Have a coupon or promotional code? Enter it here:

When you buy this you'll get access to the ePub version, a downloadable PDF, and the ability to print the full article.

Keywords

cardiovascular risk, healthcare provider, health fair, telephone intervention

 

Authors

  1. Jensen, Lisa BSN, RN
  2. Leeman-Castillo, Bonnie PhD
  3. Coronel, Stephanie M. MPH
  4. Perry, Darryl BS
  5. Belz, Cindy RN, NP, MBA
  6. Kapral, Craig MA
  7. Krantz, Mori J. MD

Abstract

Background and Objectives: Cardiovascular disease (CVD) is the leading cause of death in the United States, yet most individuals remain unaware of their risk. Current health fair models assess individual risk factors but miss the opportunity to assess, counsel, and follow-up with participants regarding global CVD risk. Objectives of this nurse telephone intervention were to (1) describe high-CVD-risk participants' healthcare-seeking behavior after the health fair and following a nurse telephone intervention and (2) describe CVD risk-reducing therapies provided to high-risk participants after the health fair and following a nurse telephone intervention.

 

Subjects and Methods: Five hundred twenty-nine of 4,489 health fair participants who completed an interactive Framingham risk assessment in 2006 were identified with high CVD risk. These participants received a nurse telephone intervention approximately 1 month after the health fair, during which the risk message was reinforced, principles of motivational interviewing were applied, and follow-up care was assessed. We evaluated the proportion of high-CVD-risk participants who obtained healthcare before and after intervention, and we compared the care received before and after intervention.

 

Results and Conclusion: Among 447 contacted high-CVD-risk participants, 59% (n = 262) saw a healthcare provider, and 86% of those discussed CVD risk at their healthcare visit.
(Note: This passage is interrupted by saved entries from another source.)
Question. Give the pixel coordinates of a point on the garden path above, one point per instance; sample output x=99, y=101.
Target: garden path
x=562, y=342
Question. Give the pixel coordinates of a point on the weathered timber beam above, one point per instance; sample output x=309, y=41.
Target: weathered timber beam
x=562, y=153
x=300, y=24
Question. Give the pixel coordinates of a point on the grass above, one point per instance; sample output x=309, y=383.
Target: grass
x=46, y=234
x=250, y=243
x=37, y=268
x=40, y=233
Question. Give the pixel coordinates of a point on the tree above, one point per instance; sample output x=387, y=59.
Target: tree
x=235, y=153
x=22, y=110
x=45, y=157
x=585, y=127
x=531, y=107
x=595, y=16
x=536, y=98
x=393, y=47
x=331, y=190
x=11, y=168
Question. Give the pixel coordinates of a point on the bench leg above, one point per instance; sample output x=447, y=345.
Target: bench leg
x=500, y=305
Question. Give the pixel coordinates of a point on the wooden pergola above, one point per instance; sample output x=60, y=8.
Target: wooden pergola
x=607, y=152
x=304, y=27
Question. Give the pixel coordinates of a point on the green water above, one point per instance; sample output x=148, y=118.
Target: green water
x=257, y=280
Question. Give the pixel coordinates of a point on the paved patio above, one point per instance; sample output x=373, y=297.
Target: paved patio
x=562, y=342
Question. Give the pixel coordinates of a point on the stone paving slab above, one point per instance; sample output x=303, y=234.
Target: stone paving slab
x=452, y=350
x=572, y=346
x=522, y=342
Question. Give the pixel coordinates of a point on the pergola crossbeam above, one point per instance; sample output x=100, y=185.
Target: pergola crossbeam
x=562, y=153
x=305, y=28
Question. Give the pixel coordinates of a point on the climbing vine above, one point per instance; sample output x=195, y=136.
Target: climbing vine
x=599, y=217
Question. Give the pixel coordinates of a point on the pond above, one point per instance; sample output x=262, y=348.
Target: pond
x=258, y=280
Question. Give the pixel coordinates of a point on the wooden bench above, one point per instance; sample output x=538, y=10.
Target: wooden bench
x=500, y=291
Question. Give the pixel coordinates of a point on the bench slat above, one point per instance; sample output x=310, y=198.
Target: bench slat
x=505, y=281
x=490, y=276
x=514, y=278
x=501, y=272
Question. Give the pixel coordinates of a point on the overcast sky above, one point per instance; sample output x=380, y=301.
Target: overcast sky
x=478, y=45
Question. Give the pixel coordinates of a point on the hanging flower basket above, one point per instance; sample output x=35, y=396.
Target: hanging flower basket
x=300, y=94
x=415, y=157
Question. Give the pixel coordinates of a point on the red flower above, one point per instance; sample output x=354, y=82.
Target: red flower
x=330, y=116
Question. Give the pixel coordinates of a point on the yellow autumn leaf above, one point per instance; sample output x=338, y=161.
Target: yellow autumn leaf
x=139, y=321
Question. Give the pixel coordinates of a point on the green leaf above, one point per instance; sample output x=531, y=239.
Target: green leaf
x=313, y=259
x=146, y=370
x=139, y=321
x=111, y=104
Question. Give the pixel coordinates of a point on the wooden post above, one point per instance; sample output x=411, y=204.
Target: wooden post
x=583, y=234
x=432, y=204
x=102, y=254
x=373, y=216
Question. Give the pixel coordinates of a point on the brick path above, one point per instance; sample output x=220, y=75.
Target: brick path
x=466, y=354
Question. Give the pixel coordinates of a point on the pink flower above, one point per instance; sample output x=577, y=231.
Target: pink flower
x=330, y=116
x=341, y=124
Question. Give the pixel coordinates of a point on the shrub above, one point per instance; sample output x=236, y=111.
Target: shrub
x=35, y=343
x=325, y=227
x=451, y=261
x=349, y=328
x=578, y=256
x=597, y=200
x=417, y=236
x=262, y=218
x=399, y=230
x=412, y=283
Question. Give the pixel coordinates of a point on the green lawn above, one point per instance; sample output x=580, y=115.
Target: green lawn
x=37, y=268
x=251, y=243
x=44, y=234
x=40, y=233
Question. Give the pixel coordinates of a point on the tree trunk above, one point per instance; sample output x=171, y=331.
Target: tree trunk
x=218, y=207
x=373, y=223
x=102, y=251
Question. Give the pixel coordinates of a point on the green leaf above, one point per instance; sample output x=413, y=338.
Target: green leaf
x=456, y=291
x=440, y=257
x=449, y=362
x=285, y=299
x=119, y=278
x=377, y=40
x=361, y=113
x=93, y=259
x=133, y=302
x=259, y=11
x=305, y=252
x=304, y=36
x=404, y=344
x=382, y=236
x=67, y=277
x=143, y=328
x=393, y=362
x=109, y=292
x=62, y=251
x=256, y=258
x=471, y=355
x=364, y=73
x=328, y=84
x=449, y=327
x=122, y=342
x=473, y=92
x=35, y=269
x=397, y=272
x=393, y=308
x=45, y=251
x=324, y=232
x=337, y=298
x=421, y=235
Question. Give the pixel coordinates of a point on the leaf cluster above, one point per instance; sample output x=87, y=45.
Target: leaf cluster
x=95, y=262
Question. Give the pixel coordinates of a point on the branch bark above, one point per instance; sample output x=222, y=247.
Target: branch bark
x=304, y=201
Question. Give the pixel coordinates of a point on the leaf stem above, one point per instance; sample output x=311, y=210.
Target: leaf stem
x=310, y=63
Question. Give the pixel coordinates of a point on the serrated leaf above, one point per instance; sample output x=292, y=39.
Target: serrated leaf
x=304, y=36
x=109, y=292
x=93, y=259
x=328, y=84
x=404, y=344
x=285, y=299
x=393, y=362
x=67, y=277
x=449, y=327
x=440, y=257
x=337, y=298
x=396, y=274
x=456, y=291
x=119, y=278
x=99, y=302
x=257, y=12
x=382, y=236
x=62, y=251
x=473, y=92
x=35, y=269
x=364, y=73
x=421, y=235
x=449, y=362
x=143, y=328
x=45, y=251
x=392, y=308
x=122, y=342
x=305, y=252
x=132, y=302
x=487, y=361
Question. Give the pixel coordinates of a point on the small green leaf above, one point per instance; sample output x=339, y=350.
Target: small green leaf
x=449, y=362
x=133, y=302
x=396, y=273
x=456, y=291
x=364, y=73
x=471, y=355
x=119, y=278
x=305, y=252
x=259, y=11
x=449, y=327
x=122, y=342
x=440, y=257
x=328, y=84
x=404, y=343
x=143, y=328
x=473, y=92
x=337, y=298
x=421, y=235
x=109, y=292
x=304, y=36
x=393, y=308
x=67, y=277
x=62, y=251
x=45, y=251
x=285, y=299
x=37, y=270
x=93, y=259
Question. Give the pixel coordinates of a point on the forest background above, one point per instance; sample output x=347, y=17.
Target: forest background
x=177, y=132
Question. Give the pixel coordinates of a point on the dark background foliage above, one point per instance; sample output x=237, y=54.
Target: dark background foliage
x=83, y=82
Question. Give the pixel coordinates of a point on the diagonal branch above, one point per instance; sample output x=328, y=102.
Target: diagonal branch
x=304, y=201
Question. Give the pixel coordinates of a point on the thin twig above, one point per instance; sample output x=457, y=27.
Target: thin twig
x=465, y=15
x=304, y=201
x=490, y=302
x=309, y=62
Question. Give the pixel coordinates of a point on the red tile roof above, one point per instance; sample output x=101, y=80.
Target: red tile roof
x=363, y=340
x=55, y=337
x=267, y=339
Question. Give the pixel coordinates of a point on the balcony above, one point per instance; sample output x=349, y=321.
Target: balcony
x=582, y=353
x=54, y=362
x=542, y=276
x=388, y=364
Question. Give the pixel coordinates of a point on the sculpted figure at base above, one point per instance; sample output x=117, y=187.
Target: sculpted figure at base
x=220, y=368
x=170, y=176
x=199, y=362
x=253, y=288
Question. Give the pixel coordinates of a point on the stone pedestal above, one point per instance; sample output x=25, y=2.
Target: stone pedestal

A greater proportion of participants were started on a cardioprotective drug (41% vs 20%; P < .01), and more participants discussed "heart health" (96% vs 75%; P < .001) after receiving the nurse telephone intervention. Our findings suggest that a nurse intervention may improve individuals' CVD risk awareness as well as activate providers to implement CVD risk reduction strategies.